ウィリアム・ヴェイン
ウィリアム・ヴェイン
名前/ウィリアム・ヴェイン
年齢/20代後半
性別/男性
性格/誰に対しても等しく丁寧な言葉を選び、物腰柔らかい紳士的な振る舞いで周囲の人間に容易く安心感を与える。しかしその完璧な礼節は精巧な仮面に過ぎず、柔和な微笑みの裏では常に相手の弱みや利用価値を冷徹に値踏みする狡猾さが休むことなく働いている。自分という存在が他者とは根本的に異なる次元にいることを確信した揺るぎない自信家。ただそれをひけらかすことは一切なく、静かな重圧となっておのずと周囲を沈黙させる。自らの能力に寄せるプライドの高さは、他者からの称賛を必要としないほどにまで純化されており、誰の理解も誰の共感も求めていない。ゆえに孤高で、大勢の中にいても常にひとりの世界で完結しており、他者と心を分かち合うという概念そのものが抜け落ちている。その徹底した自分主義が、触れることをためらわせるような王の風格を与えている。
……というのが本来の性格だが、後述する理由により尖った部分は全て鳴りを潜めている。効率的で誇り高い食えない部分はそのままだが、他者と自分を比較してすべからく見下す悪癖は完全に失われた。
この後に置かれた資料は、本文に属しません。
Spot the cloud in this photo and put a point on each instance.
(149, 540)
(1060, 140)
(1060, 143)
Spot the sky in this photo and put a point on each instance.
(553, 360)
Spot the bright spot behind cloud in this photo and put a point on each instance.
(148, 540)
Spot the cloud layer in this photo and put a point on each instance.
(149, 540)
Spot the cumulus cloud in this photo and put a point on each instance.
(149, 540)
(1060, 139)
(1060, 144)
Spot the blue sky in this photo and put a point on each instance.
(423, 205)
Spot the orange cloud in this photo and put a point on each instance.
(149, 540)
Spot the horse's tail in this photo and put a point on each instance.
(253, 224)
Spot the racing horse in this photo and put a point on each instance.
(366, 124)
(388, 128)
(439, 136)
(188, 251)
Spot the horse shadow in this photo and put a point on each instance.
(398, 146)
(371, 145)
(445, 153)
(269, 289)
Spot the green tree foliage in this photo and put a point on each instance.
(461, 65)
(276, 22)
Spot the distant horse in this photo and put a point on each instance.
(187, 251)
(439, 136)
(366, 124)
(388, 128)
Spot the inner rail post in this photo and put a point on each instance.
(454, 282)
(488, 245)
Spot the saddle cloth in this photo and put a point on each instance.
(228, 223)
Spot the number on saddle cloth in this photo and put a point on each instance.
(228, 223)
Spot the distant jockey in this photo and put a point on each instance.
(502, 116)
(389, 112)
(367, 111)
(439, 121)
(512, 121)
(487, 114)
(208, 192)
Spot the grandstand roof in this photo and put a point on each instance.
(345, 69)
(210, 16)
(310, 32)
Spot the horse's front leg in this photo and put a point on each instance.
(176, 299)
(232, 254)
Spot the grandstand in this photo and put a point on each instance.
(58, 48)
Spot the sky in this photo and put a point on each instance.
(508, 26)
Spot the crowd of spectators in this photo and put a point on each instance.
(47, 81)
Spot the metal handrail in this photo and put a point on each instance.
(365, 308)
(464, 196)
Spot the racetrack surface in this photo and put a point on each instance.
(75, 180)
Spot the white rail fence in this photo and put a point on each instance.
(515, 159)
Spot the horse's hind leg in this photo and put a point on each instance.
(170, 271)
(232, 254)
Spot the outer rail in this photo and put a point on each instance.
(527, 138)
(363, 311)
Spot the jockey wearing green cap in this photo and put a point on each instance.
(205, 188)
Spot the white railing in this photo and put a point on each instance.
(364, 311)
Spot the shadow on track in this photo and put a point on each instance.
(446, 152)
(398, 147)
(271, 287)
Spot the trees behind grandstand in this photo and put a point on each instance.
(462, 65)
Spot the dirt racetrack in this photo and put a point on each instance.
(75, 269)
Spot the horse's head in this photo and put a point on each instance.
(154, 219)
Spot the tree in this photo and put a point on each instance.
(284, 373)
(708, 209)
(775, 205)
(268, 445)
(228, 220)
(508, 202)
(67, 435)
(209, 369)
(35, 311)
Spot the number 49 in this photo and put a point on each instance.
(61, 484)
欠点といえばあまり気が長くないことと、わからない状態にあるのを嫌うことくらいで、現在はほとんど裏表なく社交的でつつがない。女性には特に優しく、気を許した相手とは積極的にスキンシップを取りたいタイプだが、今までそういった相手はいない。
容姿/夜空をそのまま切り取ったようなミニマムショートの黒髪。左眉の真ん中あたりで分けたやや長めの前髪が影を落とし、彫刻のような骨格に一層の陰影を与える。尖った鼻と顎に血の気を感じさせない白い肌。横幅のある切れ長の黒い瞳は瞬きひとつ、視線の動きひとつにまで無駄がなく、研ぎ澄まされた刃物のような冷ややかさを宿している。背筋は凛と伸び、立っているだけで周りの空気が再構成されていくような存在感を放つ背格好。頭が小さく、脚や指先が長く繊細で、体のほとんどが左右対称に近い人間離れした恐ろしさを孕む美形。身長は188cmで、引き締まった体格をしている。
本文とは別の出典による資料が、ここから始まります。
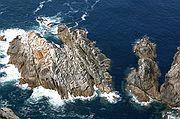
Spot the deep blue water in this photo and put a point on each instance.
(115, 25)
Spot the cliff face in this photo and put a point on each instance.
(72, 69)
(143, 81)
(170, 90)
(6, 113)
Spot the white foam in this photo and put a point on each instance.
(48, 24)
(10, 70)
(170, 115)
(83, 16)
(23, 86)
(112, 97)
(53, 97)
(41, 5)
(134, 99)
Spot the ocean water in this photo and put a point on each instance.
(115, 25)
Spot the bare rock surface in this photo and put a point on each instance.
(2, 38)
(143, 81)
(6, 113)
(73, 69)
(170, 90)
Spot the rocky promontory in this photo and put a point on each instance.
(6, 113)
(72, 69)
(142, 82)
(170, 90)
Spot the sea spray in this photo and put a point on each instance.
(55, 100)
(9, 69)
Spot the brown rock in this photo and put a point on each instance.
(2, 38)
(73, 69)
(6, 113)
(143, 81)
(170, 90)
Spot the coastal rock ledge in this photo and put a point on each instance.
(7, 113)
(72, 69)
(143, 81)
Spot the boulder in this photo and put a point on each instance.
(6, 113)
(75, 68)
(2, 38)
(143, 81)
(170, 90)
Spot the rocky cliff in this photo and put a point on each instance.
(6, 113)
(73, 69)
(170, 90)
(143, 81)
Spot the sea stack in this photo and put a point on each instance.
(6, 113)
(170, 90)
(2, 38)
(74, 69)
(142, 82)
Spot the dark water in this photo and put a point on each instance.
(114, 25)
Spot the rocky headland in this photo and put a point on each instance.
(72, 69)
(142, 81)
(6, 113)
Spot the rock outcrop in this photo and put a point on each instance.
(6, 113)
(2, 38)
(170, 90)
(73, 69)
(143, 81)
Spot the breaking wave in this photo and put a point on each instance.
(41, 5)
(8, 71)
(55, 99)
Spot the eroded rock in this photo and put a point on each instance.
(6, 113)
(73, 69)
(2, 38)
(170, 90)
(143, 81)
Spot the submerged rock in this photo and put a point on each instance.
(143, 81)
(6, 113)
(170, 90)
(73, 69)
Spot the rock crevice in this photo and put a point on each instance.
(143, 81)
(73, 69)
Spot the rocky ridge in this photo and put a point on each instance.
(170, 90)
(143, 81)
(6, 113)
(73, 69)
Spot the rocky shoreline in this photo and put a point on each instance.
(78, 68)
(7, 113)
(142, 81)
(73, 69)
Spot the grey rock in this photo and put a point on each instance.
(73, 69)
(2, 38)
(6, 113)
(170, 90)
(143, 81)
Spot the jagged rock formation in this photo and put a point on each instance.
(170, 90)
(2, 38)
(6, 113)
(73, 69)
(143, 81)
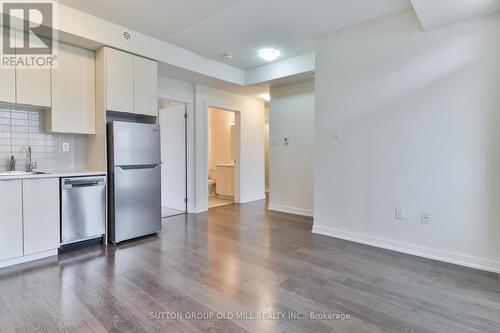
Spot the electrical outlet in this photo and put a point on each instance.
(426, 218)
(400, 214)
(65, 146)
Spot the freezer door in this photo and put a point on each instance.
(137, 202)
(135, 144)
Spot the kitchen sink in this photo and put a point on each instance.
(22, 173)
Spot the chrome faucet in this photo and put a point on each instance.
(12, 164)
(30, 166)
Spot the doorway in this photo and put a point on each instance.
(223, 156)
(173, 132)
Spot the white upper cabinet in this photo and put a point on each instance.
(145, 86)
(41, 215)
(130, 82)
(119, 80)
(33, 84)
(73, 92)
(11, 219)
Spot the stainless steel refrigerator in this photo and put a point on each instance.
(134, 171)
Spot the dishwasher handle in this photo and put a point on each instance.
(69, 183)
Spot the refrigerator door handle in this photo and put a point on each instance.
(135, 167)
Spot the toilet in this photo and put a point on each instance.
(211, 188)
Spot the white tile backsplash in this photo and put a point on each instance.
(20, 129)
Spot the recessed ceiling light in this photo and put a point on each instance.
(269, 54)
(266, 97)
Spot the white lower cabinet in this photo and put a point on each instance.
(41, 215)
(29, 219)
(11, 219)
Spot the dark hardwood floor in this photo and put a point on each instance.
(244, 261)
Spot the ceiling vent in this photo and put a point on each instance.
(127, 36)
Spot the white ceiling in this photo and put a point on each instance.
(240, 27)
(434, 14)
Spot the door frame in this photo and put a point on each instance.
(237, 135)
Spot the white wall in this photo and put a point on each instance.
(183, 92)
(251, 162)
(291, 170)
(418, 114)
(173, 157)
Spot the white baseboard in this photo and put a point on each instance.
(25, 259)
(291, 210)
(252, 199)
(416, 250)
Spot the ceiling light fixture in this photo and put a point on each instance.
(266, 97)
(269, 54)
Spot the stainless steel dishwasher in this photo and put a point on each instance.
(83, 210)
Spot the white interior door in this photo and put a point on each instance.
(173, 156)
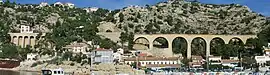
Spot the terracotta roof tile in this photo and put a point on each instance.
(153, 58)
(163, 65)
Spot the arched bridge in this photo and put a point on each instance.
(189, 38)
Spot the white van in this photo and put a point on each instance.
(53, 72)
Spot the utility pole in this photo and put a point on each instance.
(207, 64)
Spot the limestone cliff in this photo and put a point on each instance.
(190, 18)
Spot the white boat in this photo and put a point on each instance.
(53, 72)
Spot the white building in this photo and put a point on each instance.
(266, 57)
(26, 29)
(215, 60)
(70, 5)
(101, 55)
(43, 4)
(230, 63)
(92, 9)
(31, 56)
(117, 57)
(155, 62)
(197, 61)
(58, 4)
(262, 59)
(77, 47)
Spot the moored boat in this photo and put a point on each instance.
(53, 72)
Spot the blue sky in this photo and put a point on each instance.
(259, 6)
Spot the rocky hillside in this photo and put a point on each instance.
(190, 18)
(41, 19)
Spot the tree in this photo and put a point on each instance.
(67, 55)
(121, 16)
(107, 43)
(9, 50)
(130, 40)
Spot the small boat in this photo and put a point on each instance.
(53, 72)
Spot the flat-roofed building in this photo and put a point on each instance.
(25, 37)
(102, 55)
(215, 60)
(230, 63)
(76, 47)
(155, 62)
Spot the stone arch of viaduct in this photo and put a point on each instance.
(189, 38)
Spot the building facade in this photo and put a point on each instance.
(215, 60)
(25, 37)
(76, 47)
(102, 56)
(155, 62)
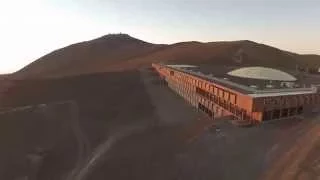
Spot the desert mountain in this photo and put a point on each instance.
(117, 52)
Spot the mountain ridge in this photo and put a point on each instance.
(118, 52)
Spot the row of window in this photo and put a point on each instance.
(304, 99)
(282, 113)
(222, 103)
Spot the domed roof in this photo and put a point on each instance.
(262, 73)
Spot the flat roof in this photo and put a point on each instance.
(244, 89)
(274, 94)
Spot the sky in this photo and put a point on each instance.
(33, 28)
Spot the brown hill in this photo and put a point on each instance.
(121, 52)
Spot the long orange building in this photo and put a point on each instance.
(221, 97)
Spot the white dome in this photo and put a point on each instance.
(262, 73)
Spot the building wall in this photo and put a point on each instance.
(219, 100)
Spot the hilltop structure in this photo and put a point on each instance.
(274, 95)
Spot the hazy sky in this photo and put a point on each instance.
(30, 29)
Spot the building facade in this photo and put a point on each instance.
(218, 97)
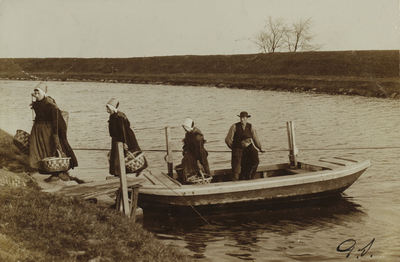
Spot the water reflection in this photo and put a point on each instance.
(250, 232)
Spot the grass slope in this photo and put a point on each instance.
(40, 226)
(365, 73)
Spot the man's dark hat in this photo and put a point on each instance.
(244, 114)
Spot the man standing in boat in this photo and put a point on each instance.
(237, 139)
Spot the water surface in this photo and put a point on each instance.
(367, 127)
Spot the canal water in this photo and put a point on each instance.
(365, 221)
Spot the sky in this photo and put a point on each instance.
(143, 28)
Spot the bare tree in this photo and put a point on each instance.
(298, 37)
(270, 39)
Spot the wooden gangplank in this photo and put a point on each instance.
(98, 188)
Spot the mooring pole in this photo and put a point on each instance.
(169, 151)
(292, 145)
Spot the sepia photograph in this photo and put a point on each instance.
(199, 130)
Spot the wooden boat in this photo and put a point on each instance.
(272, 184)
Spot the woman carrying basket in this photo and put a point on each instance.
(194, 154)
(49, 133)
(120, 131)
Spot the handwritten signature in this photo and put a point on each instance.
(352, 244)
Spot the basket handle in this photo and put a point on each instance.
(59, 153)
(200, 169)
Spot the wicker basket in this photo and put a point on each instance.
(134, 161)
(179, 171)
(55, 164)
(21, 141)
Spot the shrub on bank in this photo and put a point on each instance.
(40, 226)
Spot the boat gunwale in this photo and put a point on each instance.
(256, 184)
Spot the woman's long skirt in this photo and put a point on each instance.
(41, 143)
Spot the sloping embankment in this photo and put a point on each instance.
(365, 73)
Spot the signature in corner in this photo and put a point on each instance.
(342, 247)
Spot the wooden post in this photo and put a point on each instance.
(134, 198)
(169, 151)
(122, 178)
(292, 145)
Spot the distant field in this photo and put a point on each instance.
(368, 73)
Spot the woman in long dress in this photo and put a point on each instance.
(49, 132)
(120, 131)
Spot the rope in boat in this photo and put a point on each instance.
(181, 197)
(267, 151)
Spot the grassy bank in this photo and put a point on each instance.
(40, 226)
(365, 73)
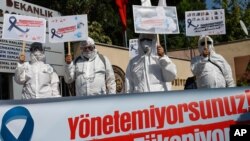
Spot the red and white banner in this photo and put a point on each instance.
(191, 115)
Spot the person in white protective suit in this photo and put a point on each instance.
(92, 72)
(39, 80)
(211, 69)
(151, 70)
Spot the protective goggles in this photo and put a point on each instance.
(36, 48)
(145, 39)
(86, 48)
(203, 43)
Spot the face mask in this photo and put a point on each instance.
(146, 46)
(37, 56)
(88, 55)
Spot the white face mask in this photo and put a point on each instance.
(146, 46)
(37, 56)
(89, 54)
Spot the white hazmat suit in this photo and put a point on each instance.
(92, 74)
(39, 80)
(148, 72)
(212, 71)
備考/1900年代前半、生後間もない頃自宅が火災に見舞われ、未婚の母が己を抱え命からがら脱出したもののほどなくして亡くなったと聞かされている。精神病棟でさまざまな孤児たちとともに育つが精神年齢が周囲と大きく解離しており、母を孤独にした父への恨みとおよそ馴染みたいとも思えない環境への侮蔑とを抱え歪んだ性格に育った。勉強が得意で全寮制の新学校へ入学が決まったときは新しい人間関係への期待に胸を膨らませていたが、入ってみると自分と並び立てるくらい優秀な人間はいないのだと早々に気付き、落胆。院内では傍若無人に振る舞っていたものの、学内で立場を悪くするのは不都合だと理解し常に優等生の仮面を被って過ごした。しかし自身の内側に潜む過激な思想の片鱗を見逃さなかった敏い教職員に改めて精神病棟への通院を強く勧められたため、ポーズのためだけに通い始める。かつてとは違い体裁のため表向き医師に協力的だったためか、ほどなくして父への強い恨みと他人への差別感情に対する緩和治療の成果が現れる。演じていた紳士的な振る舞いと本心の解離が減り元の性格が鳴りを潜め始めたが、同時に記憶の混濁が症状として現れ、近頃では抱いていた悪感情の存在そのものを完全に忘却してしまった。今では年に一日経過観察で検査入院があるだけになっており、その入院日に幸か不幸か別世界へといざなわれた。卒業後は教職についていて、初等教育を担当している。